俺に追い打ちをかけるように、フローディアは確信をもった表情で「うん」としっかり頷く。


「それはもう出会った時からずっとじゃ。本当に失礼なやつじゃな。昨日などわらわに決闘を申し込んできたので、その……か、返り討ちにしてやったわ!」


フローディアの言葉にクリスは目を細めて俺に向き直った。


「私の時といっしょね」


いや、そんな風に言われて俺はどう応えたらいいんだよ。


そうだ! 話を変えつつ思い切って提案しよう。


「え、ええと……実はクリスに頼みたいことがあったんだ。

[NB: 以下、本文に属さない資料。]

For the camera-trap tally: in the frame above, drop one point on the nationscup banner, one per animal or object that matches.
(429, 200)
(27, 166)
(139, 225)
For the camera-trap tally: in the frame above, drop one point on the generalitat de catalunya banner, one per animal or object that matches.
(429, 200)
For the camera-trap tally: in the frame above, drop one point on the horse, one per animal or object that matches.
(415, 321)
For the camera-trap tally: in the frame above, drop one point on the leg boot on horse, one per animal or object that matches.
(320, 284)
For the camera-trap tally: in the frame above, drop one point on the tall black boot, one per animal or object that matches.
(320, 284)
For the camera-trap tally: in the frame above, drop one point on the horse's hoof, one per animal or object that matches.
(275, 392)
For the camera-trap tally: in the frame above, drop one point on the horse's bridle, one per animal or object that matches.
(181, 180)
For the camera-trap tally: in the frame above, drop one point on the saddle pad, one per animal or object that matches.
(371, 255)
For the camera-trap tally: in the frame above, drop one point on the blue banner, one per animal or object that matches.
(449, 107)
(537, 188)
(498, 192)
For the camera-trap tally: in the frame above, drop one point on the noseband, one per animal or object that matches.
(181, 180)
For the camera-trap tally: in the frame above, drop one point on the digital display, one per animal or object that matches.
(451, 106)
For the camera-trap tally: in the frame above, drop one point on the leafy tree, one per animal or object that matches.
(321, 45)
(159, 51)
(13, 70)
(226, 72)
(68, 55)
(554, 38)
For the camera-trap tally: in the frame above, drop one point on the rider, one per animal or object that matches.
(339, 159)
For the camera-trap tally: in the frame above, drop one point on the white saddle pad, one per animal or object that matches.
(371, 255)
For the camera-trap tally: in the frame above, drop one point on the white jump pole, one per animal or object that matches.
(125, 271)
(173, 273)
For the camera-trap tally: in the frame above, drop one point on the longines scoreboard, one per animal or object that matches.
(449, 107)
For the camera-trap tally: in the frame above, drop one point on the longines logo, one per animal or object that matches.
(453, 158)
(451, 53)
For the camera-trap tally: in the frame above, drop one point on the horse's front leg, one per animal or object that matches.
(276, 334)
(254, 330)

俺の方式で理論魔法を教えると、ちょっとまずいらしくてな。せっかくだからクリスも王城に一緒に来てくれないか? 家庭教師の助手ってことで」


「え、えええ!?」


今度はクリスが目を白黒とさせる。


実際、フローディアに理論魔法を習得とまではいかなくとも、理解させるならその方が捗るだろう。


クリスの式は美しくて淀みない。公式から逸脱もせず、かといって無駄のないお手本にするにはぴったりのものだ。


すかさずプリシラとフランベルが挙手をした。


「じゃああたし召喚魔法の助手やる!」


「ぼくは戦闘実技の助手を受け持つよ師匠!」


フローディアがムッとした顔になる。


「わらわには理論魔法などいらぬ。召喚も不要じゃ。戦闘実技も間に合っておる! 余計なことはするでない! お、お節介は家庭教師のこやつ一人で十分じゃ!」


それきりフローディアはすっかり機嫌を損ねてしまうのだった。